Abbildung 6: Vergleich der Bestimmungskoeffizienten zwischen inneren Gefäß- (mm-1) und Perfusionsdichten (%) in den drei Gruppen. Der Beitrag von Gefäßen, die größer als Kapillaren sind, zur Perfusionsdichte war bei Patienten mit arterieller Hypertonie geringer und änderte sich bei Patienten mit Diabetes im Vergleich zu gesunden Probanden nicht. Bitte klicken Sie hier, um eine größere Version dieser Abbildung zu sehen.

Abbildung 7: Vergleich des Bestimmungskoeffizienten zwischen Gefäß (mm-1) und Perfusionsdichte (%) nach Feld, in Gruppe 3. Der Beitrag von Gefäßen, die größer als Kapillaren waren, war im zeitlichen Feld größer, das 20 Prozentpunkte höher war als der des Nasenfeldes. Bitte klicken Sie hier, um eine größere Version dieser Abbildung zu sehen.

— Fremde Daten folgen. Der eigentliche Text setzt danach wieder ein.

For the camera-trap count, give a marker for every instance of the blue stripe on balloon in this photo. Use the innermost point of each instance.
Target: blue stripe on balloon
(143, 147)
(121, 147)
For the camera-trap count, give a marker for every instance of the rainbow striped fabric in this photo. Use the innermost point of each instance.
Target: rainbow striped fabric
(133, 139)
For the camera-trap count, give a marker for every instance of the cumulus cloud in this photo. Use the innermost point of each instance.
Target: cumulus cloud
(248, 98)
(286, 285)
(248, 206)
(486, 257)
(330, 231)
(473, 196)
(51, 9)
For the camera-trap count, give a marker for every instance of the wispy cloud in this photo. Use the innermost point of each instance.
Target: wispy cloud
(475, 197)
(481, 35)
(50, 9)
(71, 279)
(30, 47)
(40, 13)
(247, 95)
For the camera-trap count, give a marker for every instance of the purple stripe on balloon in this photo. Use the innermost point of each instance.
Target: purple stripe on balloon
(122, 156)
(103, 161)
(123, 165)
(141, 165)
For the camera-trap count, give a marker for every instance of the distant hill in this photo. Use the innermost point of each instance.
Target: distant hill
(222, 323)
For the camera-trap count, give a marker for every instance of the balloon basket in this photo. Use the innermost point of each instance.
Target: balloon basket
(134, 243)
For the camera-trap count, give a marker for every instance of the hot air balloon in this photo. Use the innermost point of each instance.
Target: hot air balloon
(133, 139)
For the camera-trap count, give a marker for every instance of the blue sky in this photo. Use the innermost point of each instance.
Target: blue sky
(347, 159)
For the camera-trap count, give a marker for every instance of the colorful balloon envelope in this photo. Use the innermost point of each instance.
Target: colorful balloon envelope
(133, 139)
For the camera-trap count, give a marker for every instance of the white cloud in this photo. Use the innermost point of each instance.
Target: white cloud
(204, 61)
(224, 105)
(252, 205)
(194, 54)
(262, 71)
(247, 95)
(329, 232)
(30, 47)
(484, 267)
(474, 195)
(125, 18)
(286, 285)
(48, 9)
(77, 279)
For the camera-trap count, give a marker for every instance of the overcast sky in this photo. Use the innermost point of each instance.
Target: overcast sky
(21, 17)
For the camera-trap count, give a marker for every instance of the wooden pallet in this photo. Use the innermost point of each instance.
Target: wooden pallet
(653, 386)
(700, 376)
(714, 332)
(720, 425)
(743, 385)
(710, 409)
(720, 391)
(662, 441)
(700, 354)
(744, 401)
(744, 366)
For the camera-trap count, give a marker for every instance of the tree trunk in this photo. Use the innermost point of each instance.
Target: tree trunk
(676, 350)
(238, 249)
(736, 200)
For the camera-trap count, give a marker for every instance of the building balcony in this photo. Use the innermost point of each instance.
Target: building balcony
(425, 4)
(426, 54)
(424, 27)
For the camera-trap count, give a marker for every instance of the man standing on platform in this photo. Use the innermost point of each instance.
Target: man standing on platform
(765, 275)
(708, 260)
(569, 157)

Tabelle 1: Vergleich der Variablenverteilung nach Gruppen (Mittelwert ± Standardfehler). * Einweganalyse der Varianz.

Video 1: Berechnung und Vergleich von Bestimmungskoeffizienten zwischen Variablen unter Verwendung einer Tabellenkalkulation. Bitte klicken Sie hier, um dieses Video herunterzuladen.

Die Autoren erklären, dass sie keine Interessenkonflikte offenlegen müssen.